Host Frank Stasio talks with Simon about the book and how Hamlet became a town that showed minimal regard for certain low-wage workers. Simon reads at The Regulator Bookshop in Durham today at 7 p.m.
Simon on the plant owner Emmett Roe and what brought him to Hamlet:
Emmett Roe ran a factory in Moosic, Pennsylvania. He made chicken products like chicken nuggets and chicken tenders. In the ‘70s and ‘80s his plant became more rickety and drew the attention of OSHA in Pennsylvania, and also a union was established in that plant. And Roe, looking to cut costs, looked to relocate the way many businesses have over a century of time. He also wanted to be close to his supply. He read an ad about a shuttered ice cream plant in Hamlet, North Carolina. I’m sure he did his research and found that unemployment rates were high. There was a particular large stock of single women looking for work, and that is just what he was looking for.
Simon on the conditions for workers at the Imperial Food Products plant:
The conditions were, as you can imagine, pretty onerous. In the cold side of the plant, it was so cold in the middle of July you had to wear gloves and two pairs of socks, and in the hot side of the plant, it didn’t matter if it was middle of winter, you were steaming all the time. As the fire was about to happen, the company was in a perilous state, and it jacked up the production lines so they were going faster and faster. Workers had three breaks a day.

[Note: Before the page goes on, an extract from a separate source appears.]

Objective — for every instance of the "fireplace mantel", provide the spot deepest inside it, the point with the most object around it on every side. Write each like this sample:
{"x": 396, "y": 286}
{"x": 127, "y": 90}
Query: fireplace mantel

If they needed to go to the bathroom they needed to ask a supervisor who would often use that occasion to humiliate them and demean them. But one saving grace of the place was the equipment was so rickety and outdated that it broke on almost a daily basis giving the workers a break ... Ultimately it would be tragic, but before the fire they came to rely on the faulty quality of the equipment.
Simon on why many exit doors were padlocked on the outside the day of the fire:
The locking of the doors at the plant was about an agreement that Emmett Roe had with the USDA [Department of Agriculture]. Flies were coming into the plant … They were coming into the plant, and they couldn’t stop them, and the only solution they could come up with was locking the doors. It was, in a sense, regulation itself – regulation of the meat – that allowed for one of the real tragedies which was the locking of those back doors.
Simon on the aftermath of the fire in Hamlet:
The plant remains up for 10 years. It was really on the African-American side in Hamlet, and Hamlet was still a place that was divided spatially by race which meant that African-Americans, many of whom knew people who had died in the fire, had to pass that plant every day to go to church, to go to work, to go school. And it acted as a form of trauma to them, and trauma is one of the things that is really important about the post-fire world, despite the settlements some people get, and in some cases they are relatively fair. People suffer for years. They still suffer from the trauma of that day. And I think the town suffers from a certain trauma that fractures it in the wake of the fire. After a kind of moment where they come together there is a real fracturing in the town.